Ergenekon operasyonu olmasaydı Recep Tayyip Erdoğan bugün hayatta olmayabilirdi.
-Peki mesela başbakana bunu sorduk. Ne der?
-Bilemiyorum. Ergenekon'a karşı en ciddi siyasi mücadeleyi yürüten bir siyasi kadro bunlar. Bu siyasi kadronun işte Ergenekoncular da var içlerinde diye damgalanması tabii hiç hoşuna gitmez. Ama şunu görüyoruz ki Ak Parti'de de bakan düzeyinde de bir kafa karışıklığı var. Ergenekon operasyonundan dolayı rahatsız olan bir kesim var. Burada hâkim Kadir Kaya'nın Seferberlik Tetkik Kurulunda yaptığı incelemelerde kırmızı, sarı, beyaz listelere ulaşıldığı, bu listelerde de şu anda siyasette ve sivil toplumda çok önemli mevkilerde olan bazı isimlerin yer aldığı şeklinde Ankara'da ciddi mekânlarda konuşmalar yapılıyor. Eğer bugün Recep Tayyip Erdoğan Ergenekon'a karşı bu kararlı mücadeleyi vermeseydi bugün kendisinin hayatı konusunda ciddi endişelerimiz olması gerekirdi. Bazı yerlerde Özel Kuvvetler'den insanların eğittiği, cunta elemanlarının hedef tahtasına başbakanın resmini koyarak atış yaptıklarını biliyoruz. O nedenle diyorum ki, Ergenekon operasyonu olmasaydı Recep Tayyip Erdoğan bugün hayatta olmayabilirdi.

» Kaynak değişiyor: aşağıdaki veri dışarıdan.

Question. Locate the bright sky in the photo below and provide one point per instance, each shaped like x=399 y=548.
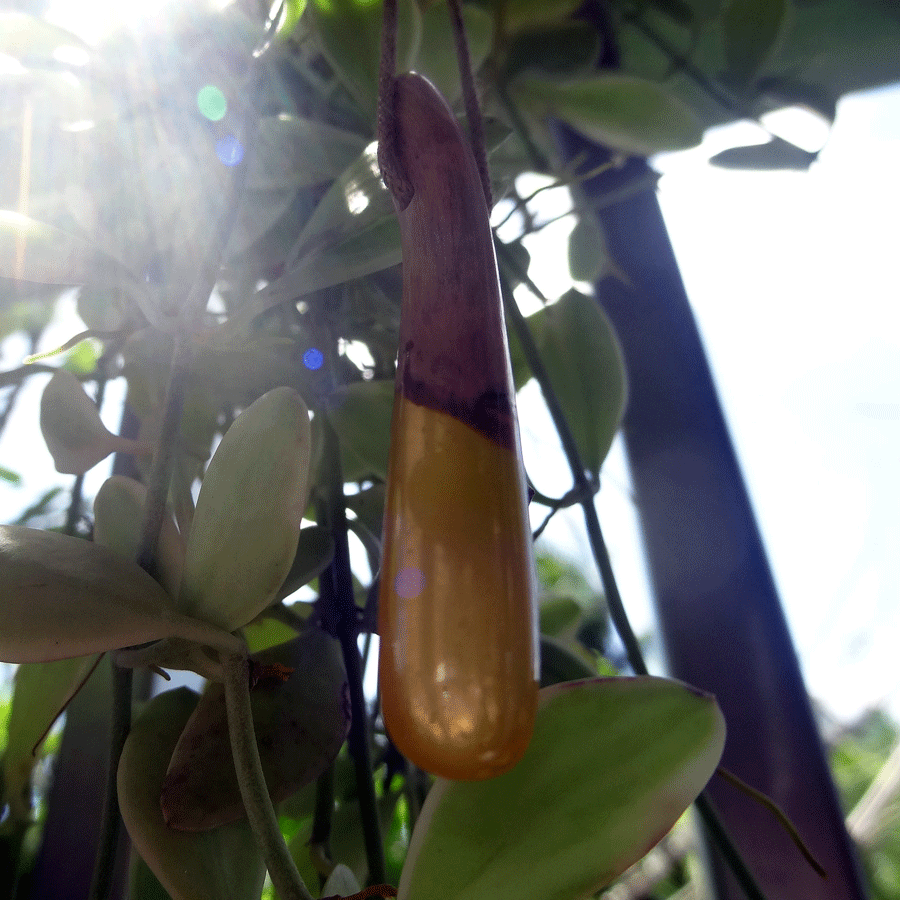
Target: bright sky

-Şu bir numara işini çözebildiniz mi?
-Bir numaranın Türkiye ile ilgili uzun vadeli hesapları olan bir ülkenin( O ülke ABD değil) istihbarat servisinin yöneticisi olduğunu biliyoruz. Bendeki bilgiler o yönde. Onun bu Ergenekon operasyonu başladıktan sonra Türkiye'den ayrıldığı, bunun yerine Türkiye'de bu görevi çok ünlü bir işadamının yürüttüğü söyleniyor.
-Bedrettin Dalan mı?
-Hayır. O değil. O Bedrettin Dalan değil. (NA not: Bir isim veriyor ama bunu belgesiz yazamayacağımızı konuşuyoruz.)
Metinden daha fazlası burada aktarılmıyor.